TiVo records 75% gains in development productivity with Mule ESB Enterprise
As a pioneer home entertainment and the creator of the world’s first digital video recorder (DVR), a large part of TiVo’s business comes from partnerships with leading entertainment and technology companies, including DirectTV, Virgin Media, Roxio and HP, among others. TiVo works with these partners to provide partner-branded set-top boxes that embed TiVo’s DVR technology and tie back to TiVo’s datacenter for services such as authentication, software updates and programming schedules.
TiVo’s infrastructure includes over 40 web services that provide these services for both TiVo and its partners. Prior to implementing Mule, TiVo integrated these web services in a point-to-point fashion using custom Java code.

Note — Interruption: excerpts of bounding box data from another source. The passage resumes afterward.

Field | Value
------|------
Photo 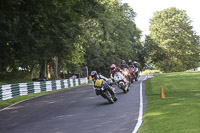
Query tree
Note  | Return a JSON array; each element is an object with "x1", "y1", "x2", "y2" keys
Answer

With the number of services increasing, the infrastructure grew in complexity, becoming more and more brittle. Every new service re-quired an exorbitant amount of development effort and was difficult to maintain. Even simple configuration changes presented a problem - because of all the dependencies introduced by the point-to-point architecture, any change to the system would trigger changes that cascaded throughout the application. Because of the complexity, developers would need to meticulously test the entire system, making sure that the change didn’t have unintended consequences.
As its growth continued to accelerate and new partners came on board, TiVo realized that it could not scale with the status quo - it needed a new architecture and integration model that could help in getting new partners up and running faster, reduce development costs, and ease the maintenance burden over time. The company made a strategic decision to move towards a service-oriented architecture (SOA), with an enterprise service bus (ESB) at its core.